City Slang/Universal

Keine Angst vor einem großen Namen: Dear Reader spielen ihre Songs mit dem Filmorchester Babelsberg – und geraten nicht mal ansatzweise in den Verdacht, arty-farty zu sein.

Manchmal braucht es einen großen Abstand, um bestimmten Dingen wieder nah zu sein. So wie bei Cherilyn Mac­Neil. Die Südafrikanerin, die seit Jahren in Berlin lebt und sich dort pudelwohl fühlt, macht als Dear Reader was aus den Tausenden Kilometern, die zwischen ihrem Wohnort und ihrer Heimat liegen. Auf RIVONIA, ihrem im Frühjahr erschienenen Album, bringt Dear Reader Folkpop mit Politik zusammen; die Songs drehen sich um das, was in Südafrika in den letzten Jahrzehnten passiert ist. Der Verrat, der Nelson Mandela ins Gefängnis brachte, wird thematisiert, und in „Man Of The Book“ erzählt MacNeil von ihrem Großvater und dessen Leben. Mit diesem Song geht auch WE FOLLOWED EVERY SOUND los. Überwiegend aus den Liedern von RIVONIA speist sich das Livealbum, und die Arrangements des Studioalbums, die ohnehin schon breit und breiter wurden und sich hübsch verästelten, werden auf WE FOLLOWED EVERY SOUND noch einmal künstlerisch verfeinert, ohne auch nur ansatzweise arty-farty zu werden.

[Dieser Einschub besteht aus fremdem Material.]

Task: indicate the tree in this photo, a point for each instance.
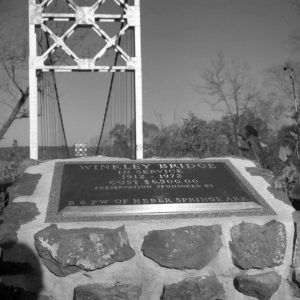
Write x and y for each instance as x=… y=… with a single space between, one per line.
x=230 y=90
x=13 y=72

Mit dem Deutschen Filmorchester Babelsberg hat Dear Reader das Album eingespielt, und sowohl ihre Band als auch MacNeil herself werden auf selbstverständliche Weise eins mit dem Orches­ter. Ihre Musiker haben keinen Bammel vor den studierten Musikern, und MacNeils Stimme behauptet sich inmitten all der Streicher, Bläser und diversen Flötentöne. Wenn Populärmusik im Orchestergraben landet, hat sie’s meistens hinter sich und ist demnächst – file under „Nokia Night Of The Proms“ – mausetot. Bei Dear Reader ist das anders. Wir hören „Cruelty On Beauty On“ und „Back From The Dead“ – und sind dann dermaßen beschwingt, dass wir uns trauen würden, MacNeil zu fragen, ob sie mit uns ein paar Biere trinken geht.